Port Moresby’s slums crowned at Pacific Film Festival in Papeete

10:13 am on 13 February 2024

'Kaugere, A place where nobody enters' documentary director Stephen Dupont wins this year’s FIFO. Photo: FIFO

The 21st International Pacific Film Festival (FIFO, Festival International du Film Océanien) held its closing ceremony at the weekend, with Australian-PNG documentary Kaugere: a place where nobody enters topping the list with the Grand Prix du Jury.

The 60-minute documentary, directed by Stephen Dupont, focuses on daily life in one of PNG capital Port Moresby's slums, where most essential public services have collapsed and lawlessness and crime seem to be the only remaining rules.

It however offers a glimmer of hope by showing the benefits of some social rehabilitation programmes focusing on sports, especially rugby.

Another Australian-produced documentary, Circle of Silence', focusing on the shady circumstances surrounding the murder of five Australian journalists in Timor-Leste in the mid-1970s and co-directed by Luigi Acquisto and Lurdes Pires, received a "special prize" from the Jury.

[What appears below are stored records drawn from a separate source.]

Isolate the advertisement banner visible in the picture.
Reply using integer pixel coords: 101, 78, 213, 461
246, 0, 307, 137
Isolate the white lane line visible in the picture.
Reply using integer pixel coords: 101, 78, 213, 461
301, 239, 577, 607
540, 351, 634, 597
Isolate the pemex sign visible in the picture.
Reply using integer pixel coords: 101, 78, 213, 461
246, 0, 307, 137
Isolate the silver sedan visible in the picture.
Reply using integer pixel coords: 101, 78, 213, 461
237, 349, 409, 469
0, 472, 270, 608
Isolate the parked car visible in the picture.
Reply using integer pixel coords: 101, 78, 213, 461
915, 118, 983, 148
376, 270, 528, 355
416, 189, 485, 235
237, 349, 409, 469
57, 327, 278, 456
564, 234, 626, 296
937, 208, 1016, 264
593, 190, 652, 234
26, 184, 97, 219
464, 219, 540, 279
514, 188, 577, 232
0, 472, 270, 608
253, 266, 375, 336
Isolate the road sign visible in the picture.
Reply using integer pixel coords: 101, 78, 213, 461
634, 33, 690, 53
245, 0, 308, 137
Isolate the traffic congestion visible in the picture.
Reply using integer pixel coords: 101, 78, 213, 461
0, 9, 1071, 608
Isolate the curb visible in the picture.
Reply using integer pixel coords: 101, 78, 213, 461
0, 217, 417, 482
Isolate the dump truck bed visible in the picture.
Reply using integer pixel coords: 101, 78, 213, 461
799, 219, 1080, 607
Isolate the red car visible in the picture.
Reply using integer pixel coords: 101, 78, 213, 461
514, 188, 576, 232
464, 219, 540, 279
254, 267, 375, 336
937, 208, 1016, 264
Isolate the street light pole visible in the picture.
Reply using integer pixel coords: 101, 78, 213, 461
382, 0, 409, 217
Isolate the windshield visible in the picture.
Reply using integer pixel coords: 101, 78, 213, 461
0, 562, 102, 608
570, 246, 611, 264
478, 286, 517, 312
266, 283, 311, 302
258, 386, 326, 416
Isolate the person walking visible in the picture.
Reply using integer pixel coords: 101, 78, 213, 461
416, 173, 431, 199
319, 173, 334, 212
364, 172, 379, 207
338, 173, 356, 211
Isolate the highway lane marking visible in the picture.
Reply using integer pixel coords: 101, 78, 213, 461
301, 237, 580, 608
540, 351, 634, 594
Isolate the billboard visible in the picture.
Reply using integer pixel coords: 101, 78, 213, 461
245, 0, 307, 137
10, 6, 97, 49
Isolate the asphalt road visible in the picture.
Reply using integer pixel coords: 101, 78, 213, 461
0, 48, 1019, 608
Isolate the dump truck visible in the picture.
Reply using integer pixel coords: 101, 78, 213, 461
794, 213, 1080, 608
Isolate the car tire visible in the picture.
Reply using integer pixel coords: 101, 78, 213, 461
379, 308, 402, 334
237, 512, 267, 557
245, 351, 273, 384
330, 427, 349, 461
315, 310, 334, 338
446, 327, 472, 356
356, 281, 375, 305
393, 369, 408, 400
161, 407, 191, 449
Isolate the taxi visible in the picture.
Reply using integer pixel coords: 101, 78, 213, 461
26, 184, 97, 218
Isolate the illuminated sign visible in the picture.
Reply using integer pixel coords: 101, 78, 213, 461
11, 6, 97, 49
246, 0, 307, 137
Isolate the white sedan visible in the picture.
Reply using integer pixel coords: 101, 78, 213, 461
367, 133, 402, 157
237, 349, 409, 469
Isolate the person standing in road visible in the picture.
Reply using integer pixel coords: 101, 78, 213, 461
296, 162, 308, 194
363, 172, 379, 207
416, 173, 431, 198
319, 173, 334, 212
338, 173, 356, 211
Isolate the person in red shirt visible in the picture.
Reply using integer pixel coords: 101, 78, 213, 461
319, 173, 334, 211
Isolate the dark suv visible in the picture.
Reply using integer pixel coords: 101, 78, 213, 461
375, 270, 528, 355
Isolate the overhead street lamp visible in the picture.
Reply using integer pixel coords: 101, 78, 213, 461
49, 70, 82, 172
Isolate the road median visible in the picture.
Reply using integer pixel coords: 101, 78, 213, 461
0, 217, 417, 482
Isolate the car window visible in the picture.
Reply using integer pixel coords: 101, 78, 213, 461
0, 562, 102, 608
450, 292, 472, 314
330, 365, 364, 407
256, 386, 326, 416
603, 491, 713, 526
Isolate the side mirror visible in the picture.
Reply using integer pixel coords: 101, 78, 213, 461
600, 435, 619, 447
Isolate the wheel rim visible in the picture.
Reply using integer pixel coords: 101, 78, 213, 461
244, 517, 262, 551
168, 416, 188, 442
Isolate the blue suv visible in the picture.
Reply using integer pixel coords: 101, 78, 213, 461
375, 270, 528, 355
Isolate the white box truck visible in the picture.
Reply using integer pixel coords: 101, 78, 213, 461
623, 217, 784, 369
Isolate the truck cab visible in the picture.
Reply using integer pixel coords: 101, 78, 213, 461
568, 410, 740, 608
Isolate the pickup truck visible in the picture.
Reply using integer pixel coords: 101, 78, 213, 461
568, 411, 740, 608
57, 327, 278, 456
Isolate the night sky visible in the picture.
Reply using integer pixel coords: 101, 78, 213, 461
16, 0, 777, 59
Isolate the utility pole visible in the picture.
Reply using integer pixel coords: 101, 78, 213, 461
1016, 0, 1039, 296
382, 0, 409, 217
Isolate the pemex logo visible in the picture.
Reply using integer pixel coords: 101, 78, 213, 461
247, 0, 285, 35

A New Zealand 27-minute documentary, Homesteads - Mahika, directed by Piata Gardiner-Hoskins, received the prize for best short movie, as did 23-minute Taratoa Stappard-directed "Taumanu", another NZ-produced short movie in the short fiction category.

Another notable award went to a Cook Islands documentary, Beneath the Moana: exploring deep sea mining in the Pacific, focusing on the controversial deep sea mining burgeoning industry, including in the Cook Islands.

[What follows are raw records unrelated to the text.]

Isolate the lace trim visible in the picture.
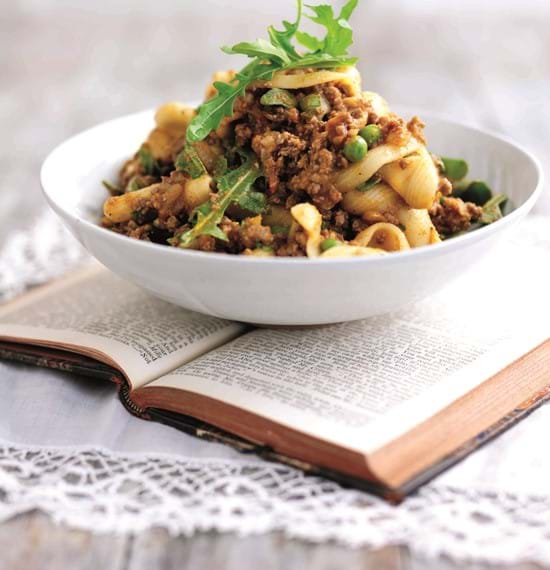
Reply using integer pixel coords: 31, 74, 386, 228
0, 443, 550, 564
0, 214, 550, 565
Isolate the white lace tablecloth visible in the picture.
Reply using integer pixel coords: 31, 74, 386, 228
0, 215, 550, 565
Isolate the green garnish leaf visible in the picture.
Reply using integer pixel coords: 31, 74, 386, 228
296, 0, 358, 56
179, 156, 262, 248
212, 156, 229, 180
175, 143, 207, 180
479, 194, 508, 225
187, 58, 280, 142
356, 174, 382, 192
138, 146, 159, 176
186, 0, 358, 142
222, 39, 290, 65
441, 156, 468, 182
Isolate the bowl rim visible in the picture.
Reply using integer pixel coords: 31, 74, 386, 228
40, 105, 544, 267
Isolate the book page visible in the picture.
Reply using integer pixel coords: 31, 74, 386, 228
147, 217, 550, 453
0, 268, 245, 388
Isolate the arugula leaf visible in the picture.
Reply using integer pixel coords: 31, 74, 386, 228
187, 58, 280, 142
186, 0, 358, 142
222, 39, 290, 65
138, 146, 158, 176
175, 143, 207, 180
296, 0, 358, 56
178, 157, 262, 248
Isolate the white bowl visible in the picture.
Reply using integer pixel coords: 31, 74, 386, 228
41, 107, 542, 325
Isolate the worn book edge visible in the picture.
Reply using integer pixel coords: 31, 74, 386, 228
0, 342, 550, 503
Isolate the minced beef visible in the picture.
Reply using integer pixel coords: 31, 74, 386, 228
232, 83, 369, 209
430, 197, 483, 236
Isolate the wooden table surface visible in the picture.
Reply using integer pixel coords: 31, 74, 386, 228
0, 0, 550, 570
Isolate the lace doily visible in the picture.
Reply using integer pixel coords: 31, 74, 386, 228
0, 215, 550, 565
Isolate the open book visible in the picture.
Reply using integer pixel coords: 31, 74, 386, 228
0, 225, 550, 500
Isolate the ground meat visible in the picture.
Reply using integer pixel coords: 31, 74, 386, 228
232, 83, 370, 209
252, 130, 306, 194
430, 198, 483, 236
407, 115, 426, 144
240, 216, 273, 249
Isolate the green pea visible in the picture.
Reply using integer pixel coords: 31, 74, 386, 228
321, 238, 340, 251
460, 180, 493, 206
359, 125, 382, 146
260, 87, 296, 109
344, 137, 369, 162
441, 157, 468, 180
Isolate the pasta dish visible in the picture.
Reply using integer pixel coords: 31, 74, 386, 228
102, 0, 506, 258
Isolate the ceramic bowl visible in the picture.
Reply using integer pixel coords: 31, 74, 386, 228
41, 110, 542, 325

This year's competition, from 2 to 11 February 2024, was partly disrupted by tropical cyclone Nat's passage over the main island of Tahiti.

This year, once again, competitors were representing a variety of Pacific countries and territories (Australia, New Zealand, New Caledonia, French Polynesia, Papua New Guinea, Hawaii and Timor Leste).

There were ten films in competition, 7 short documentaries and thirteen short fictions, all dealing with various issues such as environmental impact of climate change in the Pacific, nuclear, identity, history, tradition, arts and violence.

Prizes were awarded by a seven-member international jury chaired by New Zealand Maori director-producer Briar Grace-Smith.

French Polynesia’s President Moetai Brotherson and Wallès Kotra, a founding father of the FIFO. Photo: FIFO

Call for fund to preserve Pacific's identities and cultures

On the margins of the festival, the Pacific's movie and TV industry players took part in workshops and seminars with this year a renewed call to set up what is described as a "Pacific Audiovisual Fund" that would provide some financial and technical public aid to moviemakers from all the Pacific region.

One of the founding fathers of the FIFO, Kanak personality Wallès Kotra (who over the past thirty years has held key positions within French public broadcasting group France Televisions), stressed the need, more than ever, to promote the production of Pacific stories by Pacific authors and producers, in an attempt to protect the region's rich identities.

"In the age of Amazon and Netflix, another kind of tsunami is very real: this huge flow of global images coming to our screens from everywhere, inundating the Pacific and causing our cultures, our languages to be gradually submerged", he told colleagues during these sessions.

"To fight against climate change is necessary, but we also have to fight for our islands' visibility. It's not because we are small that we have nothing to say...This is what the FIFO is all about", he stressed, recalling the very same message was delivered over twenty years ago when the FIFO was launched.

The inaugural [www.fifotahiti.com FIFO] was held in 2003 in Papeete.

Next year's competition is scheduled to take place from 31 January to 10 February in Papeete.